In his famous address to the Cotton States and International Exposition in Atlanta, Georgia, Washington accepted the reality of racial segregation. He insisted, however, that African Americans be included in the economic progress of the South.
Washington declared to an all-white audience, "In all things social we can be as separate as the fingers, yet one as the hand in all things essential to mutual progress.
With the aid of white philanthropists such as Andrew Carnegie, Washington's Tuskegee Institute and its philosophy of economics first and equal rights later thrived. Recognized by whites as the spokesman for his people, Washington soon became the most powerful black leader in the United States.
He had a say in political appointments and which African-American colleges and charities would get funding from white philanthropists. He controlled a number of newspapers that attacked anyone who questioned his vision. Washington considered himself a bridge between the races.W.E.B.
Du Bois and Booker T. Washington Essay Sample. Two great leaders of the black community in the late 19th and 20th century were W.E.B. Du Bois and Booker T. Washington.
These men offer different strategies for dealing with the problems of poverty and discrimination facing Black Americans. AAAS African American Studies Readings, ; art, and music.

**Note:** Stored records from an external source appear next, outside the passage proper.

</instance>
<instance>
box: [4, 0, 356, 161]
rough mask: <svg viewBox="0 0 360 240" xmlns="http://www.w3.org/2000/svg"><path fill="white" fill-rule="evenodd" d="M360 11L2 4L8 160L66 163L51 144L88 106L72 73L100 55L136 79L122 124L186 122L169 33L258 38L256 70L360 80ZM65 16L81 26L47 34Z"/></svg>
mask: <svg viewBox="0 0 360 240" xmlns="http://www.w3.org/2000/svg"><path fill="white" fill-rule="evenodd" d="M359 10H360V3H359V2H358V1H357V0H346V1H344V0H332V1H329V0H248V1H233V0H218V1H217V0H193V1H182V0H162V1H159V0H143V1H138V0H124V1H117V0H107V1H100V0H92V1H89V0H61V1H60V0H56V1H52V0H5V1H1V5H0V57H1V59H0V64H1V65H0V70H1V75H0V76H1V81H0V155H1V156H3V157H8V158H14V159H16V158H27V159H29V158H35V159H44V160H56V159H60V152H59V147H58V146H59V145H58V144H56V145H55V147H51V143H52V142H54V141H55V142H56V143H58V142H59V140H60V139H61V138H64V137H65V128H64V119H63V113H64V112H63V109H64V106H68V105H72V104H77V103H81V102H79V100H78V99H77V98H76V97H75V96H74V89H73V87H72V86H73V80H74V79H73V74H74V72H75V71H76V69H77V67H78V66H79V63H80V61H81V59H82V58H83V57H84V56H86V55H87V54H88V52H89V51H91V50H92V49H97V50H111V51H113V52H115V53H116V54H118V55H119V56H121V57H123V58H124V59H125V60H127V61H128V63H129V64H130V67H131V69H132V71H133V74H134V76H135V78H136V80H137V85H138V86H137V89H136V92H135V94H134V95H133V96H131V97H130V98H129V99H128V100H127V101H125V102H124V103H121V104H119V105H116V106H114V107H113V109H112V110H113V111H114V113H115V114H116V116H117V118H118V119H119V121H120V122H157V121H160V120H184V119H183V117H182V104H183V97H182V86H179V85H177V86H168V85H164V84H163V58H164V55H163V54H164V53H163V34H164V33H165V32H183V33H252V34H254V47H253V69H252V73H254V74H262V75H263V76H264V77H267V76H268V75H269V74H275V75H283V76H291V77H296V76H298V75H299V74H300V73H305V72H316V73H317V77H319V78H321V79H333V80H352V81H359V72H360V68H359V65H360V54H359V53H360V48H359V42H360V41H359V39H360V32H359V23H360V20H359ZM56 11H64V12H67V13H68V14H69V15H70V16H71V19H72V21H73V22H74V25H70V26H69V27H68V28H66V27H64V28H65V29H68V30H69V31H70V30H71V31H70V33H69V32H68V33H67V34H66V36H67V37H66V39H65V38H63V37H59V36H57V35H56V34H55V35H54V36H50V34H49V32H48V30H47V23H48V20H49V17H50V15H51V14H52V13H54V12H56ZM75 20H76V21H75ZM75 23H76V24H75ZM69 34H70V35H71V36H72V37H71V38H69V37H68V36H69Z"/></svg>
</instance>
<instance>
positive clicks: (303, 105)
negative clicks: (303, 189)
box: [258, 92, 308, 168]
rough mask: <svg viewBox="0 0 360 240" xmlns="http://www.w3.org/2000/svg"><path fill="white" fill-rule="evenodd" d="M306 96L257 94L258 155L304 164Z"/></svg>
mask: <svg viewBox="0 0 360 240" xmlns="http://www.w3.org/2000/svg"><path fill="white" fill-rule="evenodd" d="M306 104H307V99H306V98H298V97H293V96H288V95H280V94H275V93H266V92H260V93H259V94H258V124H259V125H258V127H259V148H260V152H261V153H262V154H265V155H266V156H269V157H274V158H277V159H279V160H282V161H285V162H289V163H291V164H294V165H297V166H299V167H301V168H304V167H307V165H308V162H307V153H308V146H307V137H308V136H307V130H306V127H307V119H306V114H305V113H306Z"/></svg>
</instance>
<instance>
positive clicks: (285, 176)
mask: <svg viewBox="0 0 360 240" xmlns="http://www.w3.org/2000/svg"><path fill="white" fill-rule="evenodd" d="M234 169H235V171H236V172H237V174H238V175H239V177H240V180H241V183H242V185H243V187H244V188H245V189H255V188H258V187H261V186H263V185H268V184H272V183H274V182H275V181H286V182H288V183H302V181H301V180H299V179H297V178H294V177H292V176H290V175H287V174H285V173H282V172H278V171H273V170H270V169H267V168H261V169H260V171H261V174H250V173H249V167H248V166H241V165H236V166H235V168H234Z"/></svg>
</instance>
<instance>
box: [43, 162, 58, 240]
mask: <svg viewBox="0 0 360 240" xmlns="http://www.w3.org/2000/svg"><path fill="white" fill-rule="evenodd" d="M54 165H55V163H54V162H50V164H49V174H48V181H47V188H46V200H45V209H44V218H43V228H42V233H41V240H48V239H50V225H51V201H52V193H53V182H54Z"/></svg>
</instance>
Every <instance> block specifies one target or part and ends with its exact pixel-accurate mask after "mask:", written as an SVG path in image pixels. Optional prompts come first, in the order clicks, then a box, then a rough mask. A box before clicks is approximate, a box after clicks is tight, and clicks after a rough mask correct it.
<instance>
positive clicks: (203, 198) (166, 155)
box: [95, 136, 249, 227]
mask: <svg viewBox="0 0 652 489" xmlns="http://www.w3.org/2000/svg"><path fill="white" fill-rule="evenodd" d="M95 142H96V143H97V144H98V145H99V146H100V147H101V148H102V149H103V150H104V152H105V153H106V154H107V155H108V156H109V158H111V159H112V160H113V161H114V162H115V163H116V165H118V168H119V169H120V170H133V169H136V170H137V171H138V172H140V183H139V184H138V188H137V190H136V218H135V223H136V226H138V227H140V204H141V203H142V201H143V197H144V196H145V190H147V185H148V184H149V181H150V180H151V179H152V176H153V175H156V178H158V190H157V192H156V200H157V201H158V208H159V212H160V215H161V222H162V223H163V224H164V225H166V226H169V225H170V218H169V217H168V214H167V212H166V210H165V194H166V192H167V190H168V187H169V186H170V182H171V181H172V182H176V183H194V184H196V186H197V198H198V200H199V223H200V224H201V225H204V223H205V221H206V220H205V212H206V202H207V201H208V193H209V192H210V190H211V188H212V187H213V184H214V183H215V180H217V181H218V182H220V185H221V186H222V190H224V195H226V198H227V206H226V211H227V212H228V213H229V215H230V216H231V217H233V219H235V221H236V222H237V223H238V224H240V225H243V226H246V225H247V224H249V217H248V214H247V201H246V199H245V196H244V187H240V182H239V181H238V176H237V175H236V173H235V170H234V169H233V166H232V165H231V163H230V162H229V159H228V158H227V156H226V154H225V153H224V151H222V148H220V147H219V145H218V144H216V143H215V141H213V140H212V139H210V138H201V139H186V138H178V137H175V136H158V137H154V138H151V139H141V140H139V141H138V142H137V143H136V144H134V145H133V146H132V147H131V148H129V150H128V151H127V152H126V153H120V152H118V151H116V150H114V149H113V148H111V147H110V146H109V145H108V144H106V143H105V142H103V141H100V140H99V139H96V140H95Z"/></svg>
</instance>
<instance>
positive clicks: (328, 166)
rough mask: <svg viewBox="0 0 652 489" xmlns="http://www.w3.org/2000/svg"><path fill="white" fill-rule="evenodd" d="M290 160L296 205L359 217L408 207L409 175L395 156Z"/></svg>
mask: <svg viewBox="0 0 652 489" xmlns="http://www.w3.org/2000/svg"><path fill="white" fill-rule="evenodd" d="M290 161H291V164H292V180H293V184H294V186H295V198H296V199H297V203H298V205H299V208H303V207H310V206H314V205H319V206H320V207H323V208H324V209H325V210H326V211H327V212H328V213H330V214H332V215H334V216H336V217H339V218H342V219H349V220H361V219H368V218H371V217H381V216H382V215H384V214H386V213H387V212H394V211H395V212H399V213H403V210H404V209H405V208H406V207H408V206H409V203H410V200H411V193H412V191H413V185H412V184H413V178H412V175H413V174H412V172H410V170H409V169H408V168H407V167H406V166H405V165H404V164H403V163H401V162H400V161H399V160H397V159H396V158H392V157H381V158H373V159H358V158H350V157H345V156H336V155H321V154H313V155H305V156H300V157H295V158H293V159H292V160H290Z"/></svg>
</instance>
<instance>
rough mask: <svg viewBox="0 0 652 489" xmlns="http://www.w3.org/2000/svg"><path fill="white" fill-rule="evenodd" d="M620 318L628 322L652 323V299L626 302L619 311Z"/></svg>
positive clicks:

In these years the "New Negro" was born, as seen in the shift of black leadership from Booker T. Washington to that of W.E.B. Du Bois, from An exclamation of definitions of black history from W.
E. B. Du Bois's The Souls of Black Folk and a survey of early black.
The strategies civil rights activists Booker T. Washington and W.E.B. Du Bois proposed for blacks to achieve racial progress is the focus of an activity in which class groups identify the strategies as well as the benefits and drawbacks.
labor movement, just as Booker T. Washington and W. E. B. Du Bois did for the movement for The s and Chapter 20, Industry and Empire, present you with the opportunity to help your American factions represented by Booker T. Washington and W. E. B. DuBois. Two great leaders of the black community in the late 19th and 20th century were W.E.B.
Du Bois and Booker T. Washington. These men offer different strategies for dealing with the problems of poverty and discrimination facing Black Americans.3/5(4). These two men are both working to achieve a common goal, but the roads on which they’re each traveling to get there differ significantly.
Booker T. Washington and W.E.B.
Du Bois offer different strategies for dealing with the problems of poverty and discrimination facing Black Americans.